DarrlaReviews

The Children (1980)

Oh boy is this a classic, beyond classic really. It’s so rare that a movie so delightfully batshit will keep the momentum going from literally it’s first moments until it’s conclusion. Most have a lull, moment of lucidity or extended walking scene but not this one. This is a once in a lifetime type of movie and if this one strikes you as weird the one that came after it was even more so.
Most parents are concerned about the world their kids are growing up in but they usually think the solution is to fix the world…not Carlton J. Albright, auteur that he is. Nope, he thinks the kids should be the ones we eliminate.

Inhale a nice big cloud of yellow radiation and off we go;

Blaring horns, blare blarily as we open on Albright Pictures logo and a nuclear power plant, we observe two men on the catwalks talking about a drop in pressure, checking intake and outflow pipes and finding nothing wrong.
Ha!
One wants to go back to the control room and the other says that since the plant doesn’t pay overtime he’d rather go for a beer.
They drive off debating which particular bar they want to go to and we zoom into the plant with some ominous music and land on a leaking, rusted bolt which is spitting some hissing waste onto the ground causing a yellow cloud to cover the camera lens.

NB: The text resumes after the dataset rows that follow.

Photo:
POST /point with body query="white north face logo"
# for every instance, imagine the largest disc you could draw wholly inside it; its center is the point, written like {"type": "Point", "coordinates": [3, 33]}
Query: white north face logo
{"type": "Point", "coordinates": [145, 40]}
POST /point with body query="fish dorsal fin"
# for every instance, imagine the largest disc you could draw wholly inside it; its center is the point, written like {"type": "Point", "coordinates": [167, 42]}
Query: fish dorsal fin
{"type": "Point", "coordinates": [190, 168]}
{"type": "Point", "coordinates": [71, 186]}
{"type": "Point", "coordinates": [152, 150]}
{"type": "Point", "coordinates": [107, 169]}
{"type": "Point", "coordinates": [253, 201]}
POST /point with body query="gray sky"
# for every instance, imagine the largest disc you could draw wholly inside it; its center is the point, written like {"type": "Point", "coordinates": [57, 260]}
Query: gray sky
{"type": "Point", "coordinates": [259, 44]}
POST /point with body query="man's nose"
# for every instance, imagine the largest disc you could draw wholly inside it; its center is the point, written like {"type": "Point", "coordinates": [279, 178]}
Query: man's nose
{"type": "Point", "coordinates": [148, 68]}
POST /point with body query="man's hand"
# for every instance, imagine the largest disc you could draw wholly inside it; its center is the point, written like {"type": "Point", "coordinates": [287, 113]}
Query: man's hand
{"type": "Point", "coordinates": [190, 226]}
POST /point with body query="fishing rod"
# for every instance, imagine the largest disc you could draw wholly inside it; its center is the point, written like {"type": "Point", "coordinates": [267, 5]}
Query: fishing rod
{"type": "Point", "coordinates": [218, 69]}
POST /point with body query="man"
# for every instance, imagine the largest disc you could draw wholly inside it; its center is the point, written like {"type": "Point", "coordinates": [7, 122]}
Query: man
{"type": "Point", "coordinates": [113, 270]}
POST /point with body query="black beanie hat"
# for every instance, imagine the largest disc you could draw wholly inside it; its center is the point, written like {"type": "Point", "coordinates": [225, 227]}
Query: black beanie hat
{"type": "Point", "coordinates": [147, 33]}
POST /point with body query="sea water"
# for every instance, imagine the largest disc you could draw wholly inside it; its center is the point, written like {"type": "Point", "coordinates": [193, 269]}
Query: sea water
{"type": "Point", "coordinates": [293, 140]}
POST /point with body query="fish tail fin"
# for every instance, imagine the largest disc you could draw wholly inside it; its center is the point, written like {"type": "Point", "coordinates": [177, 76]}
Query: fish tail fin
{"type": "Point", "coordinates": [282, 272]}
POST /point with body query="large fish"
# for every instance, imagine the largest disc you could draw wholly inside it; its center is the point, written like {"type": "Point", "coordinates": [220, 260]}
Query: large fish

We get a title card which just says The Children. Originally known as The Children of Ravensback this movie went as The Children for it’s initial release in 1980 with the Ravensback being removed due to a misunderstanding where Carlton J. Albright initially had the idea about children who died at Ravensbrück concentration camp getting revenge.
This does not explain my beloved VHS copy having the town be called Ravenstock on the back…

Anyway, we follow a school bus turning into the road to Ravensback. The bus driver waves to a woman in a brown VW bug, she gives a merry wave back and drives on. We get a shot of the bus driving through a cloud of yellow smoke and the soundtrack craps itself.  We meet square jawed sheriff Billy Hart having coffee at a diner before setting off back to his office. On the way he waves to his deputy Harry who's smooching by the road with his gf who looks like a milky bar version of Daisy Duke.
Further down the road he finds the school bus run off the road, idling, with all the  doors open and no kids. The puff of radiation is gone also.


From here on it falls to intrepid Billy to find out where all these missing kids are, ably assisted by his Gal Friday, Frank Jr from Saturday Night Fever.
All the kids families have some kind of home life that I'm guessing Carlton Albright thinks is dysfunctional or he was trying to make them relatable? who knows

One seems to have a hypochondriac for a mother and she sits whacked on codeine by her doctor and possible girlfriend? it's hard to tell which one Albright objects to.
There's some swingers or porn stars smoking pot and the mother sunbathes topless and the stepfather works out wearing his tiny speedos and a glorious moustache,   one family where it seems the mother's crime is having a headache(?) and then Frank Jr's wife who smokes while pregnant.

The kids kill people via radiation, somehow emanating from their fingernails which are now black. After all the other parents, the deputy and his Milkybar gf are barbecued, the house of Frank Jr and his wife becomes a last stand situation with the kids all trying to find ways in.
Billy discovers that they are also now immune to bullets but cutting off their hands kills them.
Good job that Frank Jr has a pair of swords on his wall.


The ending twist is kind of interesting and certainly made me go "oh no"

People always go too hard on this one I feel, where some of the ‘bad’ movies such as Manos are totally devoid of plot, sense or purpose this one isn’t. Whether people got it or not this movie had something it was trying to say.
The Yankee Rowe power plant had a leak in 1979 which influenced the movies theme.
Not just that children may have died but what if they hadn’t and were affected by the radiation in other ways?
There’s a motif in the movie about the consequences of the adults behaviour on their children, even Sheriff Billy who had no kids of his own turned a blind eye to things he should’ve been enforcing such as poaching, pot smoking, and the like that was obviously lingering in someones mind about how the negligence of adults could’ve led to a Chernobyl before Chernobyl.
In Chernobyl’s aftermath many animals were mutated, some profoundly and some only in a minor way, the power of radiation to cause mutations has always been noted. What if the mutation effected the adults indirectly as their actions indirectly mutated their kids?
The classic reap what you sow story with the hokey science fiction of the 50s and the bad seed trope of the 70s.
While it’s certainly not winning Oscars it shouldn’t be put in the same category as something like Troll 2, it’s more of a C.H.U.D.

This movie leaves a lot of questions like;
Why did the kids turn into that? Why do they make that noise?  How DID the bus teleport? Could the kids teleport? Is the tri-state area also having this trouble?
The answers to all the above are “No idea”


Interesting things-

A recent transfer by Vinegar Syndrome came with a deleted scene thought lost to time, that was nice.

Harry Manfredini scored this before Friday the 13th and it's more or less the same score.

The guy playing a drug dealer actually was a drug dealer.

Most of these people never worked again.